Equitable Access to Educational 草莓社区
The Charge
Ensure students, families, and educators have equitable access to key levers for student learning and engagement, including technological and multilingual resources.
Research Findings:
- Pandemic-era teaching and learning made evident both strengths and weaknesses in the educational system.
- The strengths centered on the people – the educators and families who came together in a pinch to enact distance learning.
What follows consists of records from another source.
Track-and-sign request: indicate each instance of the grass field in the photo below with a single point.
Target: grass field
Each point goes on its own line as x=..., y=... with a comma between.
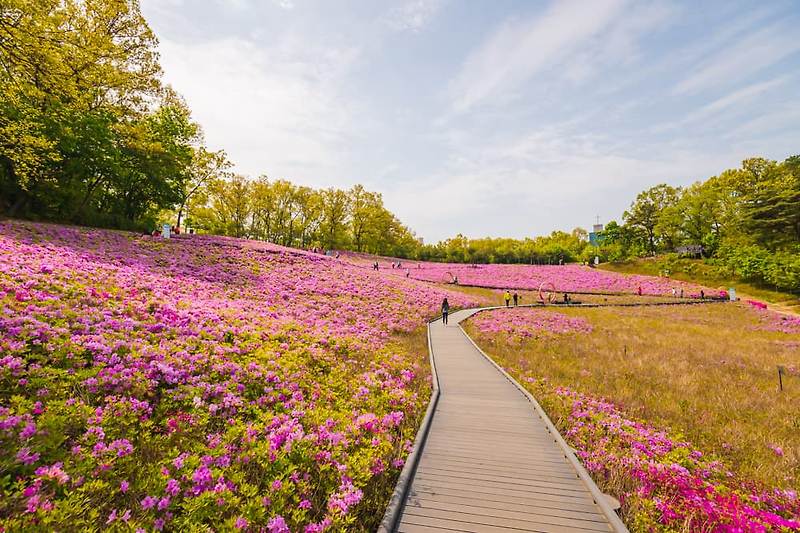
x=706, y=374
x=697, y=271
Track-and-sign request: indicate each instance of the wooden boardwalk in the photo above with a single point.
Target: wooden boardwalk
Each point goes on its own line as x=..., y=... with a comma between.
x=489, y=463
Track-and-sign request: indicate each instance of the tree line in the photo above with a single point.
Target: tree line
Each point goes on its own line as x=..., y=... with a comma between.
x=745, y=220
x=284, y=213
x=89, y=134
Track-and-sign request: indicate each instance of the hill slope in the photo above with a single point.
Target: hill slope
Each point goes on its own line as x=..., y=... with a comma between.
x=200, y=380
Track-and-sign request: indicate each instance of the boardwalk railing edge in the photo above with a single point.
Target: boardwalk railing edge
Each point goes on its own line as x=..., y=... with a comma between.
x=397, y=501
x=598, y=496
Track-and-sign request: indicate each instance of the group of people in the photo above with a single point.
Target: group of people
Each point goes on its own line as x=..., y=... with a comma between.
x=508, y=297
x=174, y=230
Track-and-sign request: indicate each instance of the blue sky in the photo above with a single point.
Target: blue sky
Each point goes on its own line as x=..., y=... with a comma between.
x=489, y=118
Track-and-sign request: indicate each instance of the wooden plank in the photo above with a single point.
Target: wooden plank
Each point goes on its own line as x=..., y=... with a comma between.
x=586, y=513
x=477, y=524
x=504, y=518
x=529, y=500
x=489, y=464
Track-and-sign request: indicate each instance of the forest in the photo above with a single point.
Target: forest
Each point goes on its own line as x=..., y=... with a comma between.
x=90, y=135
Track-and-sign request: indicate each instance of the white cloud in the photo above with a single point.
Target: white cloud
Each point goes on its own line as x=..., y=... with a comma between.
x=521, y=49
x=738, y=60
x=276, y=110
x=413, y=15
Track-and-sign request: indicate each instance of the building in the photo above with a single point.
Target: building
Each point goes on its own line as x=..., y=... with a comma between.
x=595, y=236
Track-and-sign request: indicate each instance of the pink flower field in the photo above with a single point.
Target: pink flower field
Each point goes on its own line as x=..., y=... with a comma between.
x=524, y=323
x=667, y=483
x=571, y=278
x=150, y=384
x=663, y=482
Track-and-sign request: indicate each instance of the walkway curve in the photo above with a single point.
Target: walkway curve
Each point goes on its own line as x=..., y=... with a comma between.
x=487, y=459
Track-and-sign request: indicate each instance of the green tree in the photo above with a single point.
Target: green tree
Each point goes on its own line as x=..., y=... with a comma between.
x=645, y=212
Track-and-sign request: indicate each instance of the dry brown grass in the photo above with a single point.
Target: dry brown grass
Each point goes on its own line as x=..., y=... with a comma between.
x=702, y=370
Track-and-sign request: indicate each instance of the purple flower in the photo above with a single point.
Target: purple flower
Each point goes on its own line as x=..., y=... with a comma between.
x=26, y=457
x=173, y=487
x=149, y=502
x=277, y=525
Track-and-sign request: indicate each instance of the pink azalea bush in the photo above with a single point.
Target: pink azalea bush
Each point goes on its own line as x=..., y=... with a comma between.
x=663, y=483
x=571, y=278
x=526, y=322
x=198, y=381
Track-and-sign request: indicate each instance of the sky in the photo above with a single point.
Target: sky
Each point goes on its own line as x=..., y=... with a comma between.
x=488, y=118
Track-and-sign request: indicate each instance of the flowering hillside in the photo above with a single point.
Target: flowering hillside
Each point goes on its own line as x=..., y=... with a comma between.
x=523, y=323
x=148, y=383
x=571, y=278
x=674, y=410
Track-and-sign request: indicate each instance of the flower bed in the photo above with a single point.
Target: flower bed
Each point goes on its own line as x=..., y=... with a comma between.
x=148, y=383
x=524, y=322
x=571, y=278
x=663, y=483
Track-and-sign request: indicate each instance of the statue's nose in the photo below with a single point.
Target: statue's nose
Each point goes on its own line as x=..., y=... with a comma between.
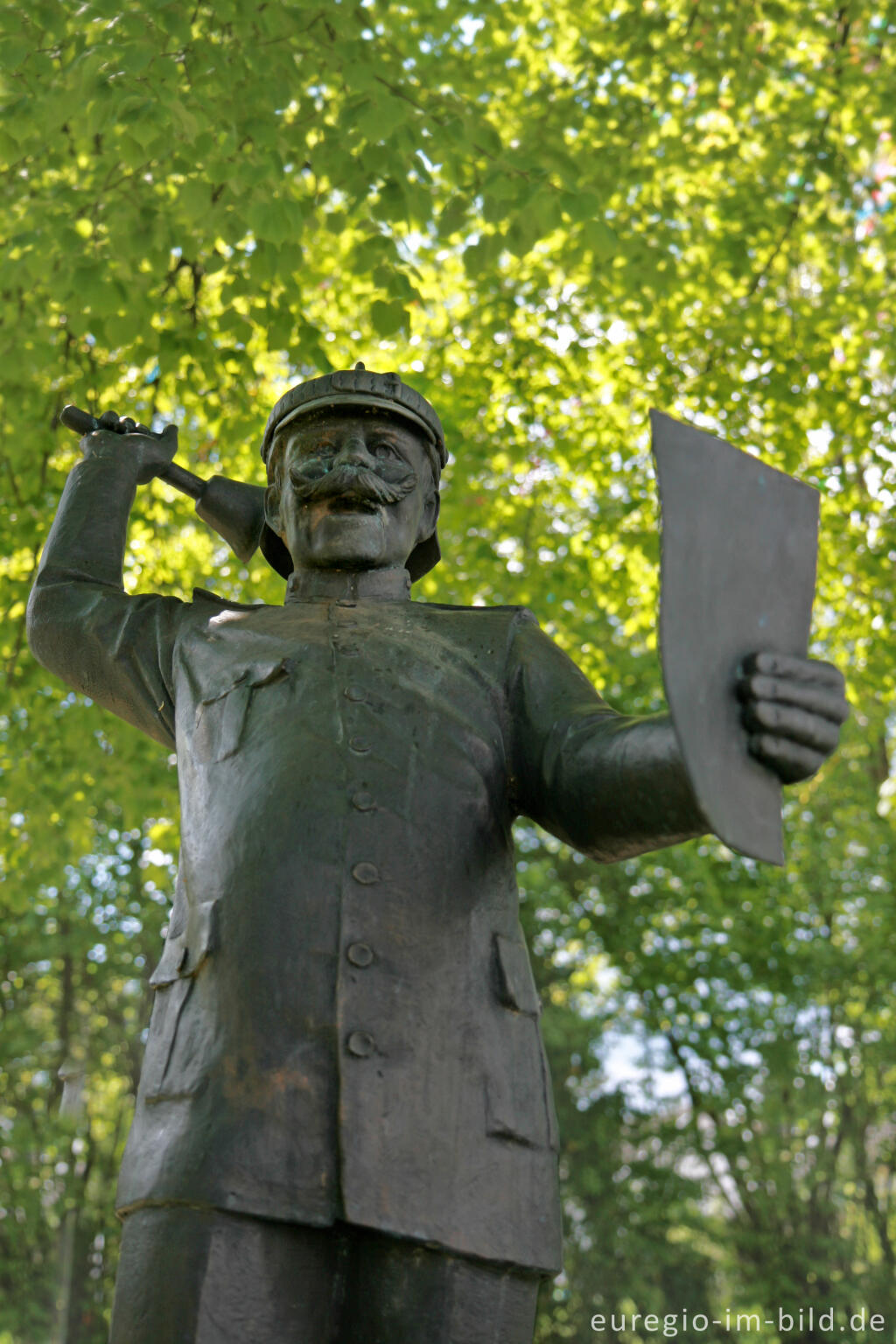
x=354, y=452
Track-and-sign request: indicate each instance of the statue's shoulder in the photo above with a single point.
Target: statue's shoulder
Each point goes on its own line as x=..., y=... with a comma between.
x=205, y=602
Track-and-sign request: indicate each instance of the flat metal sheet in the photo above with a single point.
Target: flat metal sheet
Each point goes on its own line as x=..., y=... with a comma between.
x=738, y=577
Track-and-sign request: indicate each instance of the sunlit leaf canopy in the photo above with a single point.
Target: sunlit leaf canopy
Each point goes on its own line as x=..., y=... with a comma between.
x=547, y=218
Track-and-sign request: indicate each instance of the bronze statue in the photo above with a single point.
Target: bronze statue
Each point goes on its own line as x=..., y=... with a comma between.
x=344, y=1128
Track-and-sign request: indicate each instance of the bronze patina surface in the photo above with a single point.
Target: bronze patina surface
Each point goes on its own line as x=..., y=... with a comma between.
x=344, y=1083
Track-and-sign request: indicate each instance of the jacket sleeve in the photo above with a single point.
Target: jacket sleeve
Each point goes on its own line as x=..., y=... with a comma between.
x=610, y=785
x=82, y=626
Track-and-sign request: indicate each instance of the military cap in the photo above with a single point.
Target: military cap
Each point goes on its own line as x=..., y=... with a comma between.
x=355, y=388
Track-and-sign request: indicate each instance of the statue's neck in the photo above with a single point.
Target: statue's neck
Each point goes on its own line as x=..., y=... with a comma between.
x=348, y=586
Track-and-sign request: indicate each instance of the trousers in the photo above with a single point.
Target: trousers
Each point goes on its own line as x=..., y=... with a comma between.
x=191, y=1276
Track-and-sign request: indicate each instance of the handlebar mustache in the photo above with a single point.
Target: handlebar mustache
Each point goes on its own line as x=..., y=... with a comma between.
x=351, y=483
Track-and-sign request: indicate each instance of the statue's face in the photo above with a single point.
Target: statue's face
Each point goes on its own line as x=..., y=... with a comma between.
x=354, y=491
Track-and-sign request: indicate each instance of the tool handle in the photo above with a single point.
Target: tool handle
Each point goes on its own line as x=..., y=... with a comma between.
x=82, y=423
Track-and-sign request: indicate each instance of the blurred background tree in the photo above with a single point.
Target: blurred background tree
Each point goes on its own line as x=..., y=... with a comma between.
x=546, y=217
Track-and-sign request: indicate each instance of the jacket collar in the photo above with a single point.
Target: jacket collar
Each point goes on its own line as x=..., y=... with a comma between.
x=348, y=586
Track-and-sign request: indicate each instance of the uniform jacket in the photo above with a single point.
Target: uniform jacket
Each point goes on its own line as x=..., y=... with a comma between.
x=346, y=1022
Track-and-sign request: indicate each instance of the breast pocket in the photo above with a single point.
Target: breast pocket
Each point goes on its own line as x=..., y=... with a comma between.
x=220, y=718
x=185, y=1020
x=517, y=1090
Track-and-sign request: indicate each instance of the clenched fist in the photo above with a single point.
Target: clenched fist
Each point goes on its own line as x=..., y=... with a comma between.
x=793, y=710
x=153, y=452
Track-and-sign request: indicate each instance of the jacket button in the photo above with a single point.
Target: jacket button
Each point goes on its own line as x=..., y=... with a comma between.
x=366, y=874
x=360, y=1043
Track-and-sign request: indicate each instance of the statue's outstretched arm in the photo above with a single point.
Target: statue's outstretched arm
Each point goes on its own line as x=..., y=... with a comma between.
x=82, y=626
But systemic weaknesses hampered these efforts, specifically the lacking infrastructures for accessible technology and bilingual communication.
- Following the rapid shift to distance learning, educators realized that some students and families lacked access to the technology needed to engage in online learning.
- Even in districts with one-to-one technology, stakeholders realized that (a) this initiative did not include young learners in early-childhood settings and (b) students needed the internet to use these devices to engage in distance learning.
- Educators also quickly realized the challenges of communicating with families who spoke languages other than English at home.
- Whereas multilingual communication was typically disseminated at the school level, teachers needed to engage parents in real-time, requiring more dynamic and on-demand access to translation software and services that were not available to them.
- While widespread distance learning is hopefully a thing of the past, these issues can be rectified to enhance access for all students and families.
Potential Action Steps:
- Ensure every student has access to laptop or tablet to engage in learning.
- Ensure every family has access to wireless internet to use these devices at home
- Ensure every teacher has access to translation services to facilitate home-school communication with speakers of all languages.